世界で一番幸せな日の周辺で
渡会家では、いつもあぶみが終い湯を使うことになっていた。風呂の残り湯を洗濯に使うためである。
脱衣所においてある洗濯かごには、湿った父の服が無造作に放り込んであった。ついさっき通り過ぎたばかりの台風による雨が雨具を通してしみ込んだのだ。
「あの子たち、このお風呂によく三人で入れたわね……」あぶみは、そんなことを思いながら湯船に肩まで浸かってくつろいでいた。
今、外は静かになっている。
「ひびきちゃん、まだ、厩舎かしら? あの子は、とても働き者だわね。あたしなんか、とても真似できないわ……さて、洗濯もしないと――」
湯船を出ようと立ち上がると、水滴がいくつもの玉となって、あぶみの肩を転がり落ちた。

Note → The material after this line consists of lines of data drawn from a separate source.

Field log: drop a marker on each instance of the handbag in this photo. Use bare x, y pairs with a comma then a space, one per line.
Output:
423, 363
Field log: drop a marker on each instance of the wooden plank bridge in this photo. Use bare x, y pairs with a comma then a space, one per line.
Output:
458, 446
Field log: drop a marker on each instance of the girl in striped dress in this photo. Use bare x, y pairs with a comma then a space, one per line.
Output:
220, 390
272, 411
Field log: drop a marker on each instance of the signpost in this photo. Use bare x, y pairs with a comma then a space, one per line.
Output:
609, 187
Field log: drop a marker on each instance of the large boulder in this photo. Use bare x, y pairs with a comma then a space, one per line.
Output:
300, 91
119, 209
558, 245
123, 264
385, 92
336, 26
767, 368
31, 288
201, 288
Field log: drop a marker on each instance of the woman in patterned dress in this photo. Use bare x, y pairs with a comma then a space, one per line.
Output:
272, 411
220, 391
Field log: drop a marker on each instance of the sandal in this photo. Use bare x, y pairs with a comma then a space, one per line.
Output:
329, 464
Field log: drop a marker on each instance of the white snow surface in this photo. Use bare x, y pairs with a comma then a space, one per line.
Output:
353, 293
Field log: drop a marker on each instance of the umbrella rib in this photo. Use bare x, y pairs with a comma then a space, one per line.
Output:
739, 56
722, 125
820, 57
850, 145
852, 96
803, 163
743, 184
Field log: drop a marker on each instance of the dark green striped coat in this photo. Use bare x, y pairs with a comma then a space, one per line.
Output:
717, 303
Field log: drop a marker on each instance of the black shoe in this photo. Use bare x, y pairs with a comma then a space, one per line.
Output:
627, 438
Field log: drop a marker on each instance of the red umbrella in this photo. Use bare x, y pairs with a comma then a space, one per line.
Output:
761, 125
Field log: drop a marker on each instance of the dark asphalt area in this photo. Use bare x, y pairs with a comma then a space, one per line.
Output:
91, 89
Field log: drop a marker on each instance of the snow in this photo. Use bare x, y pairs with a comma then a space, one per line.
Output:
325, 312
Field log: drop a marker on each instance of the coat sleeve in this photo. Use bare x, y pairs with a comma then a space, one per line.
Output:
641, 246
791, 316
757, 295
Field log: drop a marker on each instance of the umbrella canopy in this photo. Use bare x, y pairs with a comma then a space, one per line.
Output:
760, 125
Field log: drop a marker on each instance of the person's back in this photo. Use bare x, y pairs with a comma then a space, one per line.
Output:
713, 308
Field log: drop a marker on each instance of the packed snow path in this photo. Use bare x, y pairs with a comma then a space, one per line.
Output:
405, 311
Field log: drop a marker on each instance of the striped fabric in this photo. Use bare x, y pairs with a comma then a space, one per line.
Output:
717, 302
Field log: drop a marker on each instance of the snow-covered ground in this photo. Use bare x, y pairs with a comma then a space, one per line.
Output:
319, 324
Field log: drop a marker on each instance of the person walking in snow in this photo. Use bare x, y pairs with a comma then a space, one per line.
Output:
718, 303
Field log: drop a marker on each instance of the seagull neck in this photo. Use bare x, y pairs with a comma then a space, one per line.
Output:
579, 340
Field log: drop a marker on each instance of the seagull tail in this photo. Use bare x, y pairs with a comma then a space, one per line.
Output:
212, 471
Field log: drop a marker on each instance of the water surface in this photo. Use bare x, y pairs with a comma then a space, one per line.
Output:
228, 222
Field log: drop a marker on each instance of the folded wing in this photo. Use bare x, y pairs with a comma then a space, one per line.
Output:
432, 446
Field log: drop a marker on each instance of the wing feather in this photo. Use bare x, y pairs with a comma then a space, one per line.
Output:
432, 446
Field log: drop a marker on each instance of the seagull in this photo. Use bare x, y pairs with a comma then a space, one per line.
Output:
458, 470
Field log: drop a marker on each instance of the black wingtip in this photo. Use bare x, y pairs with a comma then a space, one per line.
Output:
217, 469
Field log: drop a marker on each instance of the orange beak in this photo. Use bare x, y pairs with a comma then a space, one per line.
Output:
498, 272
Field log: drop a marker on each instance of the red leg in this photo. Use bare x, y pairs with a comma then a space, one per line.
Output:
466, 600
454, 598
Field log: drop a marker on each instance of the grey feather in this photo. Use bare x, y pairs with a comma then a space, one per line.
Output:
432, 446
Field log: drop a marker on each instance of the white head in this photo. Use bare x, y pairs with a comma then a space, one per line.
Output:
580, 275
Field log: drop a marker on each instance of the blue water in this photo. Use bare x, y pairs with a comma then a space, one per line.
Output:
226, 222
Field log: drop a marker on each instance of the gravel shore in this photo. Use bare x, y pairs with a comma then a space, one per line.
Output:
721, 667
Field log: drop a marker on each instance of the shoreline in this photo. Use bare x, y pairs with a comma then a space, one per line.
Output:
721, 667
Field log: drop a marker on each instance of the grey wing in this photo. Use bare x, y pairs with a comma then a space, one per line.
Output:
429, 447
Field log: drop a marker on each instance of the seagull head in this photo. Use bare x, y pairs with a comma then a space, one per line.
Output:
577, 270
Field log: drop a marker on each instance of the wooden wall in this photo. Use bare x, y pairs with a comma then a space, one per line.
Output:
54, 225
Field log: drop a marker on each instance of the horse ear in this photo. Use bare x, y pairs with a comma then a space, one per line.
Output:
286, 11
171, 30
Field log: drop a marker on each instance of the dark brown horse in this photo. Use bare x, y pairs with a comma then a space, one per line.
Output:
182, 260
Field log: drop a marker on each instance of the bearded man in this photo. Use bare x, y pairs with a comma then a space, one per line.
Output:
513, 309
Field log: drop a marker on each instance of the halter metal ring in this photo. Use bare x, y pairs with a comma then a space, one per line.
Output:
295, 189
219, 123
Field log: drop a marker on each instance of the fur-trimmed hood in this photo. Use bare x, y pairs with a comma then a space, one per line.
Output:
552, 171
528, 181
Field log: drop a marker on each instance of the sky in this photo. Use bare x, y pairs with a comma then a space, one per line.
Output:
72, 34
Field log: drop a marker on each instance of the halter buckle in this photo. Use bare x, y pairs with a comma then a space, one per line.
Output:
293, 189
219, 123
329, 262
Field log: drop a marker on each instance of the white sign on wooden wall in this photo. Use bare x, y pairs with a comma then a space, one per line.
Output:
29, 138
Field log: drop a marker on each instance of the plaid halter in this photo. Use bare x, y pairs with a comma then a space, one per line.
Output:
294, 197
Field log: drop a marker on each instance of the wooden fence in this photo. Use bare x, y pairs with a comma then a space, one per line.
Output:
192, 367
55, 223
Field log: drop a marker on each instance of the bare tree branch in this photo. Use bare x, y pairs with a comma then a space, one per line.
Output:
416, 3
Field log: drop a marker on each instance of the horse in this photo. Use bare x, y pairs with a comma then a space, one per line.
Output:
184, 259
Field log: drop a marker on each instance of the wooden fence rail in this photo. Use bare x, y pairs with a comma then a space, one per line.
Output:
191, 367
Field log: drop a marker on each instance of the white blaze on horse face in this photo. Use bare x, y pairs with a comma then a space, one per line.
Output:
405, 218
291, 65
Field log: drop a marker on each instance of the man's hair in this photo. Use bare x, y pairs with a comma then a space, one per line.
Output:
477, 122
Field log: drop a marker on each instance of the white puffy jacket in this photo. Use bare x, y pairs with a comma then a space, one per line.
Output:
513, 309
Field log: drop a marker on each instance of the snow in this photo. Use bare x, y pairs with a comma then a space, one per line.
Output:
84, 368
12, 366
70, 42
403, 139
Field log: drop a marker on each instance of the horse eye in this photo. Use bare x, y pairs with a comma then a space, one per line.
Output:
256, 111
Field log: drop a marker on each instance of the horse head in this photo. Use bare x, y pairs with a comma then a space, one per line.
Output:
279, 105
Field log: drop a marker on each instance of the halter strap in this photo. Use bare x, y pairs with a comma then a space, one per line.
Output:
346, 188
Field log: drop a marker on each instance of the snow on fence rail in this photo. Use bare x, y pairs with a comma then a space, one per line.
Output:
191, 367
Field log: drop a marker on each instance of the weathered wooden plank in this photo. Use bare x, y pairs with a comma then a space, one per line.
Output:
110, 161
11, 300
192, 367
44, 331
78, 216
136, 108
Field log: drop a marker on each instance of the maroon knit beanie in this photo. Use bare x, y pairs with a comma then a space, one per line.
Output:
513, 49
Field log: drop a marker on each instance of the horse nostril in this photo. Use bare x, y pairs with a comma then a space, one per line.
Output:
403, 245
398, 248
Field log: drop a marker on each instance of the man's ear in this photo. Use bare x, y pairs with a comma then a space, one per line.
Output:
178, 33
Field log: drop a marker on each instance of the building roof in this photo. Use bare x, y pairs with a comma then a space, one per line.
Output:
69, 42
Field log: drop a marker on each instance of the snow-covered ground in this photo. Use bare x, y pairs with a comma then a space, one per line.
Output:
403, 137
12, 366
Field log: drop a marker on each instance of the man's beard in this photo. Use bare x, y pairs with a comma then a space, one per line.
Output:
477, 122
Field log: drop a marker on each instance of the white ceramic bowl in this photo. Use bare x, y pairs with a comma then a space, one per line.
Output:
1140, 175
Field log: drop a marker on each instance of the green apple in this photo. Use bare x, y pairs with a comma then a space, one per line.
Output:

あぶみは風呂から上がりガウンを羽織ると、手桶で湯船の湯を洗濯機に移し洗濯を始めた。
父の着ていた物を一枚ずつ洗濯機に入る。そのたびごとに馬の汗の匂いと男の汗の匂いが入り交じってほのかに漂った。あぶみは、この匂いが嫌いではなかった。お父さんがあたしたちのために働いてくれる――そんな実感のする匂いだった。
あぶみが洗濯機のたてるゴウンゴウンという音を聞いていると、ひびきが脱衣所に入ってきた。
「あら? まだ起きていたの?」
「あ、うん。厩舎の様子見てたから」
ひびきは答えながら、あぶみの後ろで着ている物を脱ぎ始めた。
「上がったらお湯を落としておいてね」
あぶみはそう言いながら、ふと気がついた――あら、お父さんの匂い……。
振り返ると、後ろ姿のひびきのうなじに小さな痣があった。